Polymorphisms affecting insulin-like growth factors (IGF), their binding proteins (IGFBP), insulin receptor substrates (IRS), and other IGF regulatory molecules may affect growth, obesity, and obesity-related diseases, including cancer. The objective of this study was to better describe the associations between several IGF pathway variants and body size. Hispanic (n = 462) and non-Hispanic White (n = 1,702) women were recruited as controls in collaborative population-based case-control studies in Arizona, New Mexico, Colorado, Utah, and California. Body size measurements were taken by trained interviewers; genotypes were determined for the IGF1 CA repeat, the IGFBP3 -202 C > A substitution, the IRS1 G972R and IRS2 G1057D substitutions, and the vitamin D receptor (VDR) BsmI and FokI polymorphisms. Two associations were observed that were consistent in both Hispanics and non-Hispanic Whites: IGF1 CA repeat alleles of length other than 19 were associated with higher mean waist-to-hip ratios (WHR), P = 0.01, and women who carried an IGFBP3 A allele, compared with women with the CC genotype, more often reported high birthweight (odds ratio, 1.9; 95% confidence interval, 1.1-3.2). We observed trends for associations between IGFBP3 A allele and taller height, IRS1R allele, and smaller WHR, and VDR FokI ff genotype and larger WHR; each of these trends was present in only one ethnic group, and heterogeneity of effect by ethnicity was detected.
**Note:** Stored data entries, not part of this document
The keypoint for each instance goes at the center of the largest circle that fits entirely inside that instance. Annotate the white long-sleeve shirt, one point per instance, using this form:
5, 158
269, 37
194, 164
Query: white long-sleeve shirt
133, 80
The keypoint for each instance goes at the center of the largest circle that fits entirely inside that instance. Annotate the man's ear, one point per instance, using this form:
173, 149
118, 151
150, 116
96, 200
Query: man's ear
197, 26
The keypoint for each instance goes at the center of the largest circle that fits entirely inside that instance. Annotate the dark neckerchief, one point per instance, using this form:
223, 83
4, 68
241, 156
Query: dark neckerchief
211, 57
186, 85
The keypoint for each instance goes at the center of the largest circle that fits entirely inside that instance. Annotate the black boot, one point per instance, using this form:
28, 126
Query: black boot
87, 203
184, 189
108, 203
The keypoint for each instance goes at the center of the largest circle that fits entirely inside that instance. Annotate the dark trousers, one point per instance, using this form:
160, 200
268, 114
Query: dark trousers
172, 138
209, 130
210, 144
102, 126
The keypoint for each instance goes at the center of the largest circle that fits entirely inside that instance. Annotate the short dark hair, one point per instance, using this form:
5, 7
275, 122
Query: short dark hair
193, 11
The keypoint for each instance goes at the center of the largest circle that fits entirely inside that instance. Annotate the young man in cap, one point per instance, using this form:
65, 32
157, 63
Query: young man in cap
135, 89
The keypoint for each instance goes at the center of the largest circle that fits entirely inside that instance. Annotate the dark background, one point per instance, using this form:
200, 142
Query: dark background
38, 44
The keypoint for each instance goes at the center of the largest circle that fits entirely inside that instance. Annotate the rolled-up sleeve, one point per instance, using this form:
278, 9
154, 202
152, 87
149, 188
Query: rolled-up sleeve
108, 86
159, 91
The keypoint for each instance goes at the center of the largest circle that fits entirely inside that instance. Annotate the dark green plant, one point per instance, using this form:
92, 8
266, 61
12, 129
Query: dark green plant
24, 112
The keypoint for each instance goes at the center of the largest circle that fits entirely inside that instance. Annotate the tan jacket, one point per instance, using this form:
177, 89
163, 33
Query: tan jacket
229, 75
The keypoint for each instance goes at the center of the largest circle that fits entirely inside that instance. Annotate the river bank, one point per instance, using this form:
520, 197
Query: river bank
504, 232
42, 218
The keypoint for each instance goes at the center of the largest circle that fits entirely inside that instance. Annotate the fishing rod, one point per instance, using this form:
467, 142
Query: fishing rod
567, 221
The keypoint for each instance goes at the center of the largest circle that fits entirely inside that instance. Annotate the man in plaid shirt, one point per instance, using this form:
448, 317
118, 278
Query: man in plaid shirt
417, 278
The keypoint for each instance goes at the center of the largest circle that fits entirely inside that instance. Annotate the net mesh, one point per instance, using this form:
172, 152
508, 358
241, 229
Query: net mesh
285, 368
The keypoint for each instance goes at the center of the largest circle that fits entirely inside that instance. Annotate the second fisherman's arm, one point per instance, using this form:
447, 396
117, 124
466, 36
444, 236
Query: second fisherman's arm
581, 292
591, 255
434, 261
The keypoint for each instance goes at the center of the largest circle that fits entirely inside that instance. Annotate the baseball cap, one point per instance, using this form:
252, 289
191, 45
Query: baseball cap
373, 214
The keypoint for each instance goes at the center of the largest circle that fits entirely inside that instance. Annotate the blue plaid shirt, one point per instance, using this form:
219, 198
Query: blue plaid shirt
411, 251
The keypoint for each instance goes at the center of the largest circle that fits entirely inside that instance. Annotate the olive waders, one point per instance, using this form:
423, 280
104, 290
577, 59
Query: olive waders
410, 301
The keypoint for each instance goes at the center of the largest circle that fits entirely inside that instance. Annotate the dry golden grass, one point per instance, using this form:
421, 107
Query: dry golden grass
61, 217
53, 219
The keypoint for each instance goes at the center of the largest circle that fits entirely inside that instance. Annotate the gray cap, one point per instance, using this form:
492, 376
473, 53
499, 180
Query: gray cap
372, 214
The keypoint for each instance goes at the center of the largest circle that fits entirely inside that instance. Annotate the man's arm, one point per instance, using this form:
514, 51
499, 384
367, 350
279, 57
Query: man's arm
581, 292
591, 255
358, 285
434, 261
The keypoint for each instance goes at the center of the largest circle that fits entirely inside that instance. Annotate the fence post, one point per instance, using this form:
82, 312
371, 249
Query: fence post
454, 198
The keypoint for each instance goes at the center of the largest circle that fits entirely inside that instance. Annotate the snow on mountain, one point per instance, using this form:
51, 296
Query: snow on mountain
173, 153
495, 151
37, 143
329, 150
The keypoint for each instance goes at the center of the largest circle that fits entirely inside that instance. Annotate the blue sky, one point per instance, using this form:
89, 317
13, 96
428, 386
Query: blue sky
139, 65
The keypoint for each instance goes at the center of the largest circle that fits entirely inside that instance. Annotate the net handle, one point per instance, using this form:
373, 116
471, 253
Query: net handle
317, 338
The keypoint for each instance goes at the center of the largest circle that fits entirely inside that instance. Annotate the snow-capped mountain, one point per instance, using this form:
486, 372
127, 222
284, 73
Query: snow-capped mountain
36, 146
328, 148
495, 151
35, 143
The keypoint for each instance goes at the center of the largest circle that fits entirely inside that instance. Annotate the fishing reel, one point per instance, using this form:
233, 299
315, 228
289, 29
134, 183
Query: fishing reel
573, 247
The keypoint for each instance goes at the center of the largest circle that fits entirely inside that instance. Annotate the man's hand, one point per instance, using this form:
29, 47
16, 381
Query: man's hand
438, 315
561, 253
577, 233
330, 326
These results provide evidence that IGF pathway polymorphisms have functional effects on growth and central obesity and indicate that genotype-phenotype relationships are ethnic specific.

Authors: Sweeney C; Murtaugh MA; Baumgartner KB; Byers T; Giuliano AR; Herrick JS; Wolff R; Caan BJ; Slattery ML

Cancer Epidemiol Biomarkers Prev. 2005 Jul;14(7):1802-9.